30. Juni 2016 | 07:05 Uhr

Exklusives von Escada bis Rosenthal : Etwa 1500 Besucher beim achten Kleidermarkt in Halstenbek

vom
Aus der Redaktion des Pinneberger Tageblatts

Tausende Euro fließen in die Projekte der Bürgerstiftung Bruno Helms.

Halstenbek | Beate Büchner stand die Freude ins Gesicht geschrieben. Denn schon am Sonnabend zeichnete sich aufgrund des Riesenandrangs an der Ludwig-Meyn-Straße für die Stiftungsvorsitzende und ihr rund 30-köpfiges Helferteam ab, dass auch der „8. Halstenbeker Kleidermarkt mit Trödel und Kunst“, organisiert von der Bürgerstiftung Bruno Helms, ein voller Erfolg werden würde.

Das Konzept ist im Prinzip ganz einfach: „Bürger geben in den Wochen vor dem geschäftigen Treiben ihre noch gut erhaltenen Bekleidungs-, Trödel- sowie Kunstgegenstände bei uns ab. Der Erlös aus dem Verkauf kommt dann zu 100 Prozent unseren Projekten zugute, die in erster Linie die Kinder ortsansässiger Kitas und Schulen sowie den Betreuungsdienst der Senioren unterstützen“, sagte Büchner und freute sich wieder über eine „sagenhafte Spendenbereitschaft“ dank mehr als 50.000 eingegangener Artikel.

Escada-Blazer, Rosenthal-Geschirr, extravagante Hüte, Gürtel, Halstücher, Ketten und Schuhe, aber auch alte Transistorradios, Uhren, Handtaschen, Silberbestecke und Wandteller fanden unter den rund 1500 Besuchern zügig Abnehmer. Das alles zum kleinen Preis: „In der Regel liegen die Kosten für ein Einzelteil zwischen 50 Cent und acht Euro“, so Büchner.

Kein Wunder also, dass es fast durchgängig an den beiden Kassen zu längeren Schlangen und damit verbundenen Wartezeiten kam. „Die nimmt man aber gern in Kauf. Immerhin haben wir dafür heute ein paar tolle Schnäppchen ergattert“, sgte Waltraud Kaminski (65) aus Stellingen und deutete auf ihre prallgefüllte Tragetasche hin. Doch nicht nur die ältere Kundschaft kam beim bunten Markttreiben auf ihre Kosten. Im Stile zweier „Shopping-Queens“ hatten sich auch Teenager wie Maya und Lara aus Schnelsen ins Gewühl gestürzt und schon am Sonnabendmorgen ein paar schicke Outfits erworben.
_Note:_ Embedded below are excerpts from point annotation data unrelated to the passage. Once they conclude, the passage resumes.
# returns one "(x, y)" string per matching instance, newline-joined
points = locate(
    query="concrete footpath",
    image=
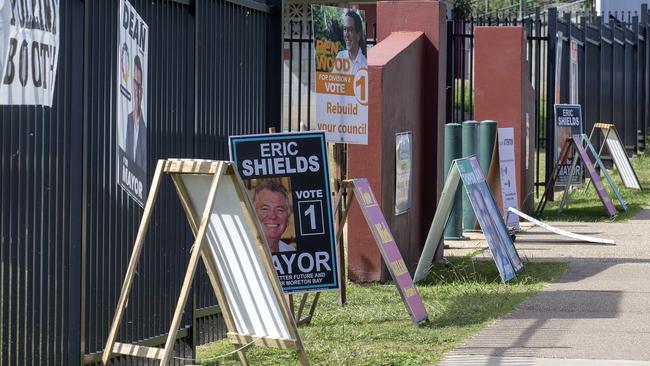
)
(596, 313)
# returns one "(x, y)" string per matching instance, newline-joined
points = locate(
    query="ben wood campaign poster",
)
(341, 74)
(29, 51)
(568, 122)
(287, 179)
(133, 41)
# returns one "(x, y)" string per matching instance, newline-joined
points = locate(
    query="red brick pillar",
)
(503, 93)
(407, 93)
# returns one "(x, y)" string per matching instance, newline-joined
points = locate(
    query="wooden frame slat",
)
(240, 339)
(138, 351)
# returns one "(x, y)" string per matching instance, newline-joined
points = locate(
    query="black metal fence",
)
(610, 81)
(299, 43)
(67, 229)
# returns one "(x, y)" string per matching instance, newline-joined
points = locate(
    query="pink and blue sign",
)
(389, 251)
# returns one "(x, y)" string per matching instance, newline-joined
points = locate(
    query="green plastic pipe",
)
(454, 150)
(470, 145)
(487, 133)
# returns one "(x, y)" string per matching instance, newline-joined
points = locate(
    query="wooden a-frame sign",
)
(612, 140)
(231, 243)
(501, 246)
(582, 152)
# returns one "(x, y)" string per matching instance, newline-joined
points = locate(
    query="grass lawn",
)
(374, 328)
(586, 206)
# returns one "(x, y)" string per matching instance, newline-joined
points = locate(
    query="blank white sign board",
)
(230, 241)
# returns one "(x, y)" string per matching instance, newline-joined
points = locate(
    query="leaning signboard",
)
(287, 179)
(568, 122)
(132, 66)
(341, 74)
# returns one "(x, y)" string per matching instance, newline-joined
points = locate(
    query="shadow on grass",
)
(476, 293)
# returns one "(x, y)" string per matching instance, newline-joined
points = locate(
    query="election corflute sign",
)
(30, 53)
(341, 74)
(389, 250)
(287, 179)
(133, 42)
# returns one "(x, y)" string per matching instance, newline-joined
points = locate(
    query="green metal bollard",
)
(487, 133)
(453, 150)
(470, 144)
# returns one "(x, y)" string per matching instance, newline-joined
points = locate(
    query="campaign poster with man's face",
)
(287, 178)
(568, 122)
(133, 41)
(341, 74)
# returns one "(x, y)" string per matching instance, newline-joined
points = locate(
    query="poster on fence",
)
(341, 74)
(132, 46)
(287, 178)
(574, 90)
(506, 138)
(403, 168)
(568, 122)
(31, 52)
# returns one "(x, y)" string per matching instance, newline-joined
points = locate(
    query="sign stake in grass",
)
(230, 240)
(555, 230)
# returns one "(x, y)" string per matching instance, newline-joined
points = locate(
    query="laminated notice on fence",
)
(132, 46)
(29, 57)
(568, 122)
(341, 74)
(389, 250)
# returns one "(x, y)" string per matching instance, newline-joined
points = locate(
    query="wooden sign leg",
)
(133, 263)
(191, 268)
(209, 265)
(312, 308)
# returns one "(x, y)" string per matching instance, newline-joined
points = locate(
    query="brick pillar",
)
(503, 93)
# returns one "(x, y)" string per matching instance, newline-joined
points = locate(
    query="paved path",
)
(596, 313)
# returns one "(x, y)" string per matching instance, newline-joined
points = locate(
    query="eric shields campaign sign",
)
(133, 42)
(288, 182)
(341, 74)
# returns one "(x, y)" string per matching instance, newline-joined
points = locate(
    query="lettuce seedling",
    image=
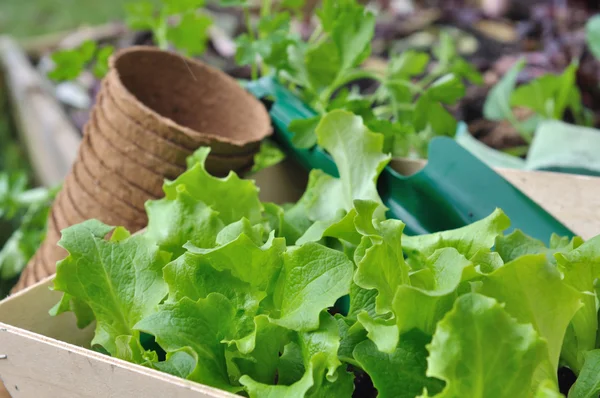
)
(69, 64)
(549, 96)
(189, 34)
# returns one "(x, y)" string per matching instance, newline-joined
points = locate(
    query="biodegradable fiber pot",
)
(153, 110)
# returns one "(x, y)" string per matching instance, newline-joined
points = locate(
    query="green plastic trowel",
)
(453, 189)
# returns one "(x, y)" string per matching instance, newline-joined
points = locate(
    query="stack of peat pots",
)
(155, 108)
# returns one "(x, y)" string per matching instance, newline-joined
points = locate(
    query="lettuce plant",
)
(548, 97)
(410, 105)
(241, 295)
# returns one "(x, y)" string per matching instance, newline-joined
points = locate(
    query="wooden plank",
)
(45, 355)
(37, 366)
(44, 128)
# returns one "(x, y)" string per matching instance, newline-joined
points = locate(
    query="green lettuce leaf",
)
(174, 222)
(313, 278)
(379, 256)
(581, 269)
(358, 155)
(423, 305)
(199, 325)
(400, 374)
(467, 240)
(120, 280)
(534, 292)
(588, 382)
(479, 350)
(232, 197)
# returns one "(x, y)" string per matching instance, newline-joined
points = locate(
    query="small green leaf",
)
(70, 63)
(400, 374)
(531, 288)
(191, 34)
(409, 64)
(592, 30)
(588, 382)
(468, 240)
(102, 57)
(497, 104)
(140, 15)
(447, 89)
(199, 325)
(423, 305)
(269, 155)
(174, 222)
(182, 6)
(465, 351)
(122, 282)
(232, 197)
(379, 256)
(357, 153)
(304, 132)
(302, 299)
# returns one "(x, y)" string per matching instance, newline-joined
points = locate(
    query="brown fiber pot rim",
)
(262, 128)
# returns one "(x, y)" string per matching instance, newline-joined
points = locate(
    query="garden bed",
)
(237, 272)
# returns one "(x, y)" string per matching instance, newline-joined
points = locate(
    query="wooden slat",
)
(44, 128)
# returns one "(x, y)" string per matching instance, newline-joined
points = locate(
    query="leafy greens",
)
(239, 294)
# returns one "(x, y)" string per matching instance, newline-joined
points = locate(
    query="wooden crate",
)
(44, 356)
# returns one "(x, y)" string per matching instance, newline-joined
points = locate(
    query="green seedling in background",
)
(188, 35)
(408, 113)
(548, 97)
(70, 63)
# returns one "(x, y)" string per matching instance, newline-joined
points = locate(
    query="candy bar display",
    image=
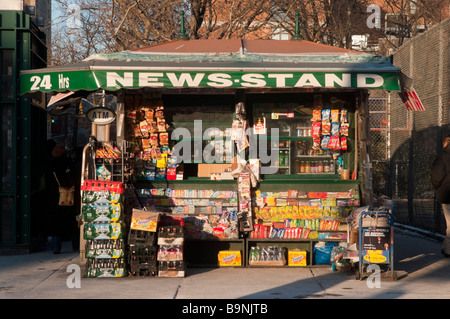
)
(188, 201)
(170, 251)
(103, 228)
(224, 226)
(112, 161)
(303, 215)
(267, 256)
(147, 131)
(329, 129)
(142, 243)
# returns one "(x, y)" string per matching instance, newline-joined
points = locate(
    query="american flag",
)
(411, 100)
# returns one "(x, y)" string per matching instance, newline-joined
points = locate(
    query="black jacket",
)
(440, 176)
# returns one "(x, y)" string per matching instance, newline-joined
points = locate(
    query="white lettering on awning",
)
(362, 80)
(113, 79)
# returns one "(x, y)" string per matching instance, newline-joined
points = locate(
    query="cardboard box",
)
(229, 258)
(297, 257)
(205, 170)
(144, 220)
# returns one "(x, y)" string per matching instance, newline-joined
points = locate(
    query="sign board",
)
(411, 100)
(376, 245)
(91, 80)
(101, 115)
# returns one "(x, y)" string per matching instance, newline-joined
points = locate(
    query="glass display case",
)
(299, 152)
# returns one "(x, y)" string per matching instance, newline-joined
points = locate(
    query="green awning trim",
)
(112, 80)
(134, 70)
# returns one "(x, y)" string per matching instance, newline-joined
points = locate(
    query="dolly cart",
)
(376, 244)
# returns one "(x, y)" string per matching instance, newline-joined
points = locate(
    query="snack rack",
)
(376, 243)
(103, 228)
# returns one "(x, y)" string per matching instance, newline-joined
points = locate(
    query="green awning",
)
(134, 71)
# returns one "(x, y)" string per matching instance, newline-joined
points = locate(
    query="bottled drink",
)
(281, 158)
(320, 167)
(326, 167)
(308, 168)
(302, 167)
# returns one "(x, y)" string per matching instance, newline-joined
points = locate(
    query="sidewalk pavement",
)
(423, 273)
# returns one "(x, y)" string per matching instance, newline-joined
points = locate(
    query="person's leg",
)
(446, 244)
(56, 244)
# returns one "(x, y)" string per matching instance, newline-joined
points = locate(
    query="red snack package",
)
(316, 129)
(344, 143)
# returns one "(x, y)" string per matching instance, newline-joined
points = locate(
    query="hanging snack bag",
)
(344, 129)
(335, 129)
(344, 143)
(145, 143)
(152, 127)
(159, 113)
(317, 115)
(161, 125)
(154, 140)
(344, 116)
(316, 129)
(334, 115)
(326, 115)
(164, 138)
(334, 143)
(325, 142)
(143, 126)
(149, 114)
(316, 144)
(326, 128)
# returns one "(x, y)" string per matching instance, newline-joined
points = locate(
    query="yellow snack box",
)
(144, 220)
(230, 258)
(296, 257)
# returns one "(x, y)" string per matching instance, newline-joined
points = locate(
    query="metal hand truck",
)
(376, 244)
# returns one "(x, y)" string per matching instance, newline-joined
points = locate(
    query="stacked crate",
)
(170, 251)
(103, 229)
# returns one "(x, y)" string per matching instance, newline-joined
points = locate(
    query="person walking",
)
(61, 219)
(440, 180)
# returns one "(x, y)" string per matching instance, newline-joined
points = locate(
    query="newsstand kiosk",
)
(243, 153)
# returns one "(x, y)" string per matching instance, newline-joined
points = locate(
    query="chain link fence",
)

Die Veranstalter mussten immer wieder Nachschub aus dem Lager holen. Zum Ende des zweiten Verkaufstages wurde ein Erlös von mehr als 15.000 Euro geschätzt. „Ein erster Überschlag. Aber meistens landen wir in diesen Regionen“, erklärte Büchner, während Rudolf Ziboll, Helmut Ruch und Karl-Heinrich Hasler am Infostand geförderte Stiftungs-Projekte wie die „Leselernhilfe“, den Workshop „Puppenbau und -spiel“ sowie das Thema „Jugend und Handwerk“ aufzeigten. Im Café gingen leckere Kuchen und Torten – ebenfalls für einen guten Zweck – über den Tresen. „Diese Einnahmen sind für den Förderkreis der Erlöserkirche bestimmt“, sagte die Stiftungs-Vorsitzende Büchner. Sie freute sich schon auf die neunte Veranstaltung im kommenden Jahr.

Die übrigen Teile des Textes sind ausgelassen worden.